On Thu, 20 Sep 2012, Emmanuel Dreyfus wrote:
When feeding a LDAP URI to ldap_url_parse(), I understand some characters may need to be escaped in filters in order to get a litteral:
- => \2a
( => \28 ) => \29 \ => \5c / => \2f
Reading the man page, I understand %-encoding is not mandatory, but it is of course required for ?, and obviously for %. ? -> %3F % -> %25
Are there other characters that should be %-encoded?
From RFC 4516, LDAP: Uniform Resource Locator, section 2.1:
An octet MUST be encoded using the percent-encoding mechanism described in section 2.1 of [RFC3986] in any of these situations:
The octet is not in the reserved set defined in section 2.2 of [RFC3986] or in the unreserved set defined in section 2.3 of [RFC3986].
It is the single Reserved character '?' and occurs inside a <dn>, <filter>, or other element of an LDAP URL. ...

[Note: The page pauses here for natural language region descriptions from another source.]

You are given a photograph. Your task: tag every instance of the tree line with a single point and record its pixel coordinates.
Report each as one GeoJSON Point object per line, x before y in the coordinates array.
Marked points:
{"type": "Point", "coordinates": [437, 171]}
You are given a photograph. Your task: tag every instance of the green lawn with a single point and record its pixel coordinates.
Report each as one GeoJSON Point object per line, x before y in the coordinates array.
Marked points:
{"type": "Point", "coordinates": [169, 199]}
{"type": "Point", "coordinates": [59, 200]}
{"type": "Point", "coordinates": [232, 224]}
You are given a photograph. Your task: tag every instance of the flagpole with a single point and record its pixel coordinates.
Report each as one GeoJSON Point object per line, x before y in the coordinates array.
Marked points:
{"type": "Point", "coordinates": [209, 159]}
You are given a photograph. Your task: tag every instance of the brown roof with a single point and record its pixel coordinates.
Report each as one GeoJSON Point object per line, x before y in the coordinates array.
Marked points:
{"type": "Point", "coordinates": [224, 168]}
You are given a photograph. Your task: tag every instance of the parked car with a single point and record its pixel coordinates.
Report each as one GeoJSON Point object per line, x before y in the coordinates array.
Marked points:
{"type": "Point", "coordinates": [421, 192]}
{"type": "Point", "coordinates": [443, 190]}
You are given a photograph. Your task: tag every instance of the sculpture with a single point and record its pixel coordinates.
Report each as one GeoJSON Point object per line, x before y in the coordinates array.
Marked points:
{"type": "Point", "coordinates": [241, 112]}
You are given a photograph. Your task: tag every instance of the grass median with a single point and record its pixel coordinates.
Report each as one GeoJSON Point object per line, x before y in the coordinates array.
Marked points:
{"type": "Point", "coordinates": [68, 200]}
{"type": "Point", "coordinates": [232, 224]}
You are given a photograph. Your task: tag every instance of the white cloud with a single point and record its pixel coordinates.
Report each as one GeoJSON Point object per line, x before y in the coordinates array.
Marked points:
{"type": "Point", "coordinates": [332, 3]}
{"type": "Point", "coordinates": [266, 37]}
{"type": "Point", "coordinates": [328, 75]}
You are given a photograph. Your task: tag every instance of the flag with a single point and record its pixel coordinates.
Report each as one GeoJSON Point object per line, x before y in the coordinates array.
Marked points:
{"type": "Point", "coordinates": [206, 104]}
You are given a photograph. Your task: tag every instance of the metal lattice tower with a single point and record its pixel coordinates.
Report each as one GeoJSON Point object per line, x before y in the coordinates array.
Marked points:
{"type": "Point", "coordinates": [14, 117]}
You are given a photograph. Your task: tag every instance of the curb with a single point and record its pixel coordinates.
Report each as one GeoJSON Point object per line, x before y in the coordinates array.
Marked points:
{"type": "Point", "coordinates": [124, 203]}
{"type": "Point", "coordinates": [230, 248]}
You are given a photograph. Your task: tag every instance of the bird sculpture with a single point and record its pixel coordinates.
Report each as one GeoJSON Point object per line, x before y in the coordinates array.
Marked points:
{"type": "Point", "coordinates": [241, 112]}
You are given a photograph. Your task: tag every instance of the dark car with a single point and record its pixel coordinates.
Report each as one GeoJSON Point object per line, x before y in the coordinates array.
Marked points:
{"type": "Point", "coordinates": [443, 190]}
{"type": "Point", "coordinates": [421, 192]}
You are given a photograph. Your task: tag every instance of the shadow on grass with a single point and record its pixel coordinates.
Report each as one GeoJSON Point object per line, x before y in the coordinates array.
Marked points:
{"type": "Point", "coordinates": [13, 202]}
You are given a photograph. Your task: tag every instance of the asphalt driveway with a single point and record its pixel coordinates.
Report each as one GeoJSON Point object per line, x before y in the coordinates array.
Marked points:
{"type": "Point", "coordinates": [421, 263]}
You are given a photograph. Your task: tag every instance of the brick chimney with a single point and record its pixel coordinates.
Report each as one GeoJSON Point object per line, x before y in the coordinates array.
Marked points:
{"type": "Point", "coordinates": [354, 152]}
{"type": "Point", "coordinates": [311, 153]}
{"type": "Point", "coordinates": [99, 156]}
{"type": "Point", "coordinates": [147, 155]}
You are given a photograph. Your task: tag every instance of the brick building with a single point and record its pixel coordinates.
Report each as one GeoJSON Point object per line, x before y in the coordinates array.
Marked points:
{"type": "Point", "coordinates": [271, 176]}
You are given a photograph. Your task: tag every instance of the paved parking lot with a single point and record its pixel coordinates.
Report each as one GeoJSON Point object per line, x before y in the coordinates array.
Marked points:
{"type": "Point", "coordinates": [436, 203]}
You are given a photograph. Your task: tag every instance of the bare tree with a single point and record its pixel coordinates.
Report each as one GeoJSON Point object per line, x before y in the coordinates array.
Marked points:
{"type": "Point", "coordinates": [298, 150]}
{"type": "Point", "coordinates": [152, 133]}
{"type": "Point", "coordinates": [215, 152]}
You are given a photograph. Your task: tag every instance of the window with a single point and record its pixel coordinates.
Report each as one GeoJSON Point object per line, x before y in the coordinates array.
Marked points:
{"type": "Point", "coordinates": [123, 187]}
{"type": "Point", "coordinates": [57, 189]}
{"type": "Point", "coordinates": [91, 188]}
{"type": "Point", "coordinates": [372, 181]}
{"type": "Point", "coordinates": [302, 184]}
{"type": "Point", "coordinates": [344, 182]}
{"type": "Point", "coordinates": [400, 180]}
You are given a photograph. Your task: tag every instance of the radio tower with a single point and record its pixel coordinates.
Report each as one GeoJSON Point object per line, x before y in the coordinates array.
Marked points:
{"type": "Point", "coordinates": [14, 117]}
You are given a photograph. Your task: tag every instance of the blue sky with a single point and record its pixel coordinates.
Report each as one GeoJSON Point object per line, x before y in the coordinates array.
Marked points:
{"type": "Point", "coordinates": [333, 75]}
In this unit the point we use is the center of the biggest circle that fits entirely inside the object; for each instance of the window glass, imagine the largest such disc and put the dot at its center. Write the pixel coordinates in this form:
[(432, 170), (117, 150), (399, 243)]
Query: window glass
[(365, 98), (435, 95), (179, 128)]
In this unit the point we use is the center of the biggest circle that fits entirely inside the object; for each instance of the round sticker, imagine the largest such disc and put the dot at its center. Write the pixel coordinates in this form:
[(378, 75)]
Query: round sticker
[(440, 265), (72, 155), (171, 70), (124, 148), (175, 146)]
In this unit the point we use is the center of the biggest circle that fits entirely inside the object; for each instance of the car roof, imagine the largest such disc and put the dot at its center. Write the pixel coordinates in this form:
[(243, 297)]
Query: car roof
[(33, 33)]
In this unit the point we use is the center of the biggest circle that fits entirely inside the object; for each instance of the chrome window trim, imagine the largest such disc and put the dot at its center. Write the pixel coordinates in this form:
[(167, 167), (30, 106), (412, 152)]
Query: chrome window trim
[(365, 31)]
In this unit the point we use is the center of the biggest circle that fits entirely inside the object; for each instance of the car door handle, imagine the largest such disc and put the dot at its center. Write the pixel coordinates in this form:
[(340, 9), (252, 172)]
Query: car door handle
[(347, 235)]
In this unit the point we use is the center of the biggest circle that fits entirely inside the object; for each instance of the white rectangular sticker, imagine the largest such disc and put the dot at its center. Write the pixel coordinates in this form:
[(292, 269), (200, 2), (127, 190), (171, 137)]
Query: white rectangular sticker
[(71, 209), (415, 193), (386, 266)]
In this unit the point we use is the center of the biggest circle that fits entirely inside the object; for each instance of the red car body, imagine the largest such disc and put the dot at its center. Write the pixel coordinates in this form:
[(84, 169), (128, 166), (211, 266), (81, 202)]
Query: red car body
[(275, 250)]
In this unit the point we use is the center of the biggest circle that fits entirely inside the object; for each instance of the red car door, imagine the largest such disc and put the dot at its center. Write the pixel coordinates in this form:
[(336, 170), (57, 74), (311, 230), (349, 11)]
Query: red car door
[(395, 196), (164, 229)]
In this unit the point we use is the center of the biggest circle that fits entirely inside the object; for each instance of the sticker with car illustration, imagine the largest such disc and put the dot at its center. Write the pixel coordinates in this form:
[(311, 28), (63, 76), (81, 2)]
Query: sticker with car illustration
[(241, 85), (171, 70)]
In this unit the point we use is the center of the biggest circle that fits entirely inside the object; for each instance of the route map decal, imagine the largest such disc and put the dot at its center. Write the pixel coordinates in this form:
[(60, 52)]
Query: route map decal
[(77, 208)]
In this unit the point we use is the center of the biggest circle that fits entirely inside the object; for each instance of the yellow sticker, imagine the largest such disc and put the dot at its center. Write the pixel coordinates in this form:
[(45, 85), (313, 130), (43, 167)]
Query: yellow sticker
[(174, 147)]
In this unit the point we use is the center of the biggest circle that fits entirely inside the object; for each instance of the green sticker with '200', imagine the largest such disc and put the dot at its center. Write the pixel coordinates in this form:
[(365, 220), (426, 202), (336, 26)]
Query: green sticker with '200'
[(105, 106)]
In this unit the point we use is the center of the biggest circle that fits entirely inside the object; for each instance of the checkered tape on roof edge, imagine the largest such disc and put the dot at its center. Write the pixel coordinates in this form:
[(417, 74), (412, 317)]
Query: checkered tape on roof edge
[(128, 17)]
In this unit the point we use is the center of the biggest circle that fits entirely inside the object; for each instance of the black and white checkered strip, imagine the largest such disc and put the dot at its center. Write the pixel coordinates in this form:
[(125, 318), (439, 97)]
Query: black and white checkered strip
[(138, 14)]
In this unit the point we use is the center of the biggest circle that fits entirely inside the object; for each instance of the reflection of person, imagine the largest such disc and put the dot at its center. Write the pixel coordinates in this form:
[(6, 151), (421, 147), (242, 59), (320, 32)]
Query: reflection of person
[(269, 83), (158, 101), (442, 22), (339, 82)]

From RFC 3986, URI Generic Syntax, section 2.2 and section 2.3:
reserved = gen-delims / sub-delims gen-delims = ":" / "/" / "?" / "#" / "[" / "]" / "@" sub-delims = "!" / "$" / "&" / "'" / "(" / ")" / "*" / "+" / "," / ";" / "=" unreserved = ALPHA / DIGIT / "-" / "." / "_" / "~"
So, you have to precent-encode all non-graphical characters (0x00 through 0x20 and 0x7f though 0xff), as well as: " -> %22 % -> %25 < -> %3c > -> %3e ? -> %3f \ -> %5c ^ -> %5e ` -> %60 { -> %7b | -> %7c } -> %7d
Philip Guenther